DO (Day Off)-Day Off EP 2 (Six Degrees)(US)
Another downloadable release from Six Degrees' Emerging Artists series, this time featuring new Latin music from from longtime contributors Omar Sosa & Greg Landau. Landau has worked with members of Buena Vista Social Club while Sosa is a two time Grammy nominee and a genuine Cuban piano star. This four song EP covers a wide spectrum of Latin sounds giving them all a modern electronic twist that has a little more edge than a Putamayo compilation. The highlight is DO's take on the traditional ballad "Llorona" which keeps the mournful qualities of the song while embellishing it with subtle electronics giving the song the faintest hint of rain (tear?)drops.
ZAMAN 8 & Hafez Modir-Suryaghati EP 2 (Six Degrees)(US)

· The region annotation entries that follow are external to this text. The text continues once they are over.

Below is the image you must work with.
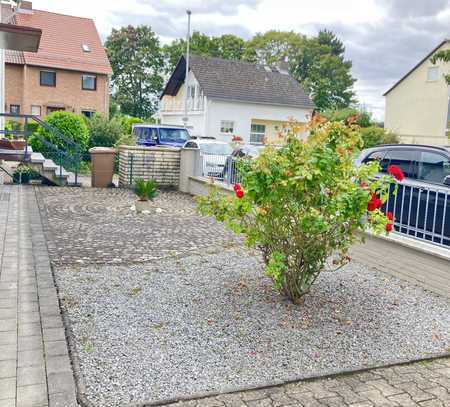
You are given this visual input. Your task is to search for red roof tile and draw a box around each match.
[5,49,25,65]
[15,10,112,74]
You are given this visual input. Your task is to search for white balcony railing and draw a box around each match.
[160,97,205,112]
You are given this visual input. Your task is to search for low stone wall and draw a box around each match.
[351,233,450,298]
[119,146,180,187]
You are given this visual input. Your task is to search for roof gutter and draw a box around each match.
[206,95,316,110]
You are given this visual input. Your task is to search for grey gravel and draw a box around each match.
[55,249,450,406]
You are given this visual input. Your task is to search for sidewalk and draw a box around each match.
[0,185,77,407]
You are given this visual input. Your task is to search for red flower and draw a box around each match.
[367,192,382,212]
[388,165,405,181]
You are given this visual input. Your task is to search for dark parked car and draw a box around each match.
[357,144,450,246]
[223,144,263,184]
[133,124,191,147]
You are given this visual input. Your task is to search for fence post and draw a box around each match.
[178,148,200,193]
[23,117,28,161]
[128,153,134,185]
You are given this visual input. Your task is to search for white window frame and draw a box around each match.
[31,105,42,116]
[250,123,267,146]
[220,120,234,134]
[427,66,439,82]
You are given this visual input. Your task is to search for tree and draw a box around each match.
[243,30,306,66]
[105,25,164,118]
[28,111,89,158]
[86,113,122,147]
[291,30,355,110]
[431,49,450,85]
[199,122,402,302]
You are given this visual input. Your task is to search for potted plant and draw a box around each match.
[13,164,38,184]
[134,178,158,213]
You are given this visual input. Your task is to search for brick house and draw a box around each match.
[3,1,112,117]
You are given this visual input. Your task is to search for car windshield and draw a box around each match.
[200,143,233,155]
[242,146,261,158]
[159,129,190,143]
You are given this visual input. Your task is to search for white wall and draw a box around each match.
[385,43,450,145]
[205,100,312,143]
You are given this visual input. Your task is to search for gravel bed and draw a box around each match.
[55,249,450,407]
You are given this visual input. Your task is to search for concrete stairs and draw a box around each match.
[28,152,75,186]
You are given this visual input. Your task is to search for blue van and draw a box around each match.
[133,124,191,147]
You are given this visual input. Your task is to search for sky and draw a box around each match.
[33,0,450,120]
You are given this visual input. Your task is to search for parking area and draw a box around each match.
[36,187,450,406]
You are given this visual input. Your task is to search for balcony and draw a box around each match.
[160,97,205,113]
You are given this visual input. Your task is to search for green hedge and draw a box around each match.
[30,112,89,153]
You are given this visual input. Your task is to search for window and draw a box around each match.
[81,75,97,90]
[31,105,42,116]
[418,151,450,184]
[81,110,95,119]
[250,124,266,144]
[9,105,20,114]
[427,66,439,82]
[47,106,66,114]
[220,120,234,134]
[381,150,418,178]
[40,71,56,86]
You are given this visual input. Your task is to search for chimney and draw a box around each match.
[17,0,33,14]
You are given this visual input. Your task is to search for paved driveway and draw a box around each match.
[33,187,450,407]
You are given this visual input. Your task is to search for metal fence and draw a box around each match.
[383,181,450,248]
[197,154,241,185]
[197,154,450,248]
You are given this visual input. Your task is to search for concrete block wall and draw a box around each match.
[119,146,180,188]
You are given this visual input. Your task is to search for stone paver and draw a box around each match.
[0,186,77,407]
[33,188,450,407]
[37,187,238,265]
[165,358,450,407]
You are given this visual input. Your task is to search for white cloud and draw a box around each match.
[33,0,450,119]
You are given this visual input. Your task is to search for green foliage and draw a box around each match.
[291,30,355,110]
[114,133,136,147]
[121,116,144,134]
[134,178,158,201]
[5,120,22,138]
[321,107,400,148]
[105,25,164,118]
[430,50,450,85]
[199,122,393,302]
[320,107,374,127]
[86,113,122,147]
[29,111,89,155]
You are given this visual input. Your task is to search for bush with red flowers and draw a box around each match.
[199,120,401,301]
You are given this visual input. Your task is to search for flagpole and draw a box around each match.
[183,10,191,127]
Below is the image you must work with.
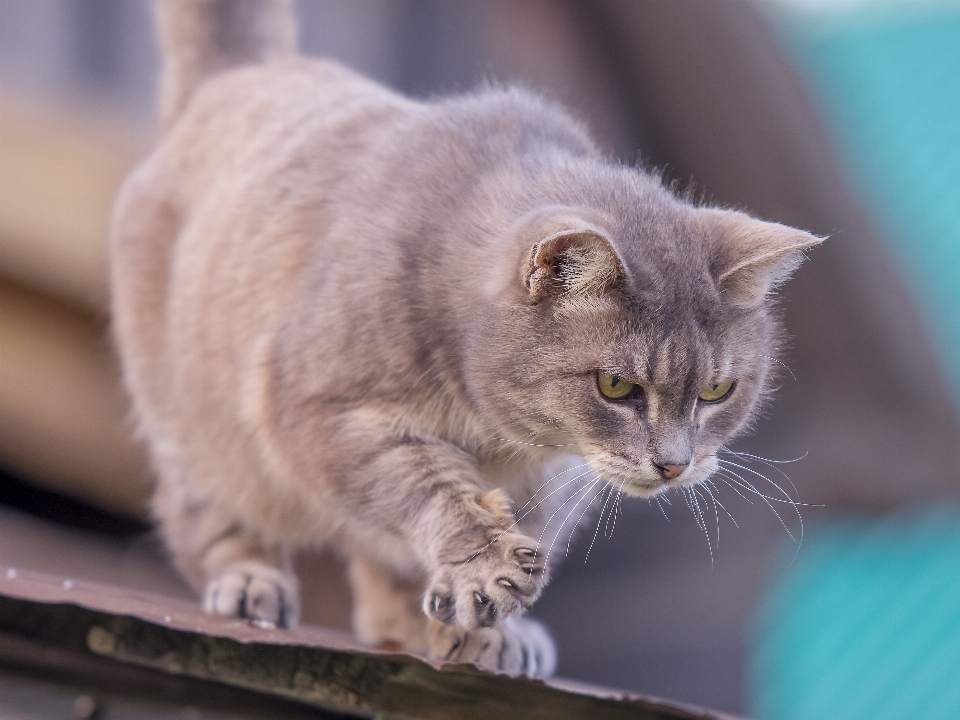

Like many other labels confronted with the closings of real record stores SF imprint Six Degrees launched a digital only release series to capitalize on the growth of personal MP3 players as well as an effective way to keep fans current with new developments in the genre. In this case the genre is downtempo, one that is much more removed from the dancefloor and generally appealing to older, wealthier, more sophisticated audiences. As such I have long felt that many of the releases were a little bit on the twee yuppie or (gulp) new age'd hippie tip for my likes. No longer tethered to the costs of manufacturing a tangible product the label has really outdone itself with its Emerging Artists series and none more outta leftfield than the two EPs from Persian-American artists Zaman 8 & Hafez Modir. This EP combines the energy of western African rhythms with the throbbing drone of tablas from the Subcontinent and the mysterious allure of Persian music. These five songs are actually kinda like Iran, traditionally a crossroads between the East and the West, a hybrid of Eastern and Western modes never fully surrendering to either side.
ZAMAN 8-Sani (Saturn) MP3
Chris Fortier-Remix EP 1 (Fade)(US)
This two tracker has two wicked corkers one from Alexi Delano ("Taste It") and the other from SF's Freaky Chakra ("West"). Both of these are textbook examples of what's going on with house music in Brooklyn and a huge influence on what Fortier's doing as a producer and as a DJ. For lack of a better term I've been calling it emo-house but I think Freaky Chakra has a better name-emotronics. The sound is a mix of minimal, new romantic, and even gothic that gives the music its signature kinetic, emotional charge. "West" is culled from an obscure 2005 single and given the drippy drums and chunky bassline treatment from Fortier who turns it in to a 4AM monster. "Taste It" comes from Brooklyn's up and coming new imprint Railyard, who along with Fade, are churning out the emotronics by the bucketful and Fortier simply reworks an already strong track to fit his needs. Both the original and remix are good but neither are essential (unless you're really into this emotronics sound).